Kevin G. Jamieson, Daniel Haas, Benjamin Recht

Abstract

This paper studies the trade-off between two different kinds of pure exploration: breadth versus depth. We focus on the most biased coin problem, asking how many total coin flips are required to identify a ``heavy'' coin from an infinite bag containing both ``heavy'' coins with mean $\theta_1 \in (0,1)$, and ``light" coins with mean $\theta_0 \in (0,\theta_1)$, where heavy coins are drawn from the bag with proportion $\alpha \in (0,1/2)$. When $\alpha,\theta_0,\theta_1$ are unknown, the key difficulty of this problem lies in distinguishing whether the two kinds of coins have very similar means, or whether heavy coins are just extremely rare.
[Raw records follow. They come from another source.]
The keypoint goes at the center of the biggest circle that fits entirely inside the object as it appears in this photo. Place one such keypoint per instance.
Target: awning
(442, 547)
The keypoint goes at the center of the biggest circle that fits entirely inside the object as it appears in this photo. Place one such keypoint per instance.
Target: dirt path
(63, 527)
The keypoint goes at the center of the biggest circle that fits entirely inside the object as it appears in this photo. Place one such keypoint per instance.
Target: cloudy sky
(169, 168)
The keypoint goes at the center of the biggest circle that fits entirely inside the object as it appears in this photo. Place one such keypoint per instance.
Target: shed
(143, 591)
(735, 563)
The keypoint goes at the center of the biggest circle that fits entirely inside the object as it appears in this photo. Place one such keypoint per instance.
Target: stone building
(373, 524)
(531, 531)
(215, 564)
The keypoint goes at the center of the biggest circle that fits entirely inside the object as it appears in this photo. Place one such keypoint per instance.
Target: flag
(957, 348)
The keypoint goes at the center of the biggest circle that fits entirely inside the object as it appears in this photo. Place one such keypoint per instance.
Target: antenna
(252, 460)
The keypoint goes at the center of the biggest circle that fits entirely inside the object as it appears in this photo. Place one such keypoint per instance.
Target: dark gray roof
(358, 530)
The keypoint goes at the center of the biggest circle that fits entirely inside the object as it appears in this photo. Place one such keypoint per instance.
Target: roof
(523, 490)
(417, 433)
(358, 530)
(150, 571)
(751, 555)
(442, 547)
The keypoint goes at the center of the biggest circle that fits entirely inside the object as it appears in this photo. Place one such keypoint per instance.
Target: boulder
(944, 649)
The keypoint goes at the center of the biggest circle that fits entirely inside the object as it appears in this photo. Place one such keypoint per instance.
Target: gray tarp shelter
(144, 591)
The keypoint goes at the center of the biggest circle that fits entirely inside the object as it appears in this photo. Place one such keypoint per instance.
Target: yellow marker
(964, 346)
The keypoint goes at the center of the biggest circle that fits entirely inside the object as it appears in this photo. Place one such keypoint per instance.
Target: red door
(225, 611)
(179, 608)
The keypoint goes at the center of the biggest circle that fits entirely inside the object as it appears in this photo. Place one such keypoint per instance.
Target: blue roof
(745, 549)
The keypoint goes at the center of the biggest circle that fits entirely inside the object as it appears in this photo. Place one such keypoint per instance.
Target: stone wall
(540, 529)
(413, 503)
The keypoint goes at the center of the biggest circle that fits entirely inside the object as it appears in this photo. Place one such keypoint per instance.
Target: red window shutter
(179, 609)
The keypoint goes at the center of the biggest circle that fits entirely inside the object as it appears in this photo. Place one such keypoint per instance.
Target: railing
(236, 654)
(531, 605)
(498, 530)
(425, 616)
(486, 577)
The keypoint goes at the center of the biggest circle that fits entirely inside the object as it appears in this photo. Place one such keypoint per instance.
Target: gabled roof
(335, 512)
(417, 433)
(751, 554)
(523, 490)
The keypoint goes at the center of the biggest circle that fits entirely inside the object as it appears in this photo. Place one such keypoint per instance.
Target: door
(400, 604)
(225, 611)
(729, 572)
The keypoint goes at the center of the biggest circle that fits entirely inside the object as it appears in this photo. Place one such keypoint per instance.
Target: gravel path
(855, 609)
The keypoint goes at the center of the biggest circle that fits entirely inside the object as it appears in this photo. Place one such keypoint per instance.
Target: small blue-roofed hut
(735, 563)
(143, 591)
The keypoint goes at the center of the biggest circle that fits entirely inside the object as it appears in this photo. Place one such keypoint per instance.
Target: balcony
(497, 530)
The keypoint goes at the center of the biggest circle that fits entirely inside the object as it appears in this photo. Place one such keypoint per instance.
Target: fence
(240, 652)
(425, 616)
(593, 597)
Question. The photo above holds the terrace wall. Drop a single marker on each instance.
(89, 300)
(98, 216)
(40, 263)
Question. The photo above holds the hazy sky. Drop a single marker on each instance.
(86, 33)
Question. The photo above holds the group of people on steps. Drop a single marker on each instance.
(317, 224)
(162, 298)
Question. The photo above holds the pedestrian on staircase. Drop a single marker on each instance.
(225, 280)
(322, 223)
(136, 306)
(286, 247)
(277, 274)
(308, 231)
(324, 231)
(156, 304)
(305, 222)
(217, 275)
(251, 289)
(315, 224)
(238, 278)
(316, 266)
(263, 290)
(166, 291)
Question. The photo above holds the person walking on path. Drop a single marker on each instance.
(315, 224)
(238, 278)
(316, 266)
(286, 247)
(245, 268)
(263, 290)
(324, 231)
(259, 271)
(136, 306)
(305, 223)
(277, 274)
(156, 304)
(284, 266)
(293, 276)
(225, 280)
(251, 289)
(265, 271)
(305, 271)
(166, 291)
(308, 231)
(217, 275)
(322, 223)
While existing solutions to this problem require some prior knowledge of the parameters $\theta_0,\theta_1,\alpha$, we propose an adaptive algorithm that requires no such knowledge yet still obtains near-optimal sample complexity guarantees. In contrast, we provide a lower bound showing that non-adaptive strategies require at least quadratically more samples. In characterizing this gap between adaptive and nonadaptive strategies, we make connections to anomaly detection and prove lower bounds on the sample complexity of differentiating between a single parametric distribution and a mixture of two such distributions.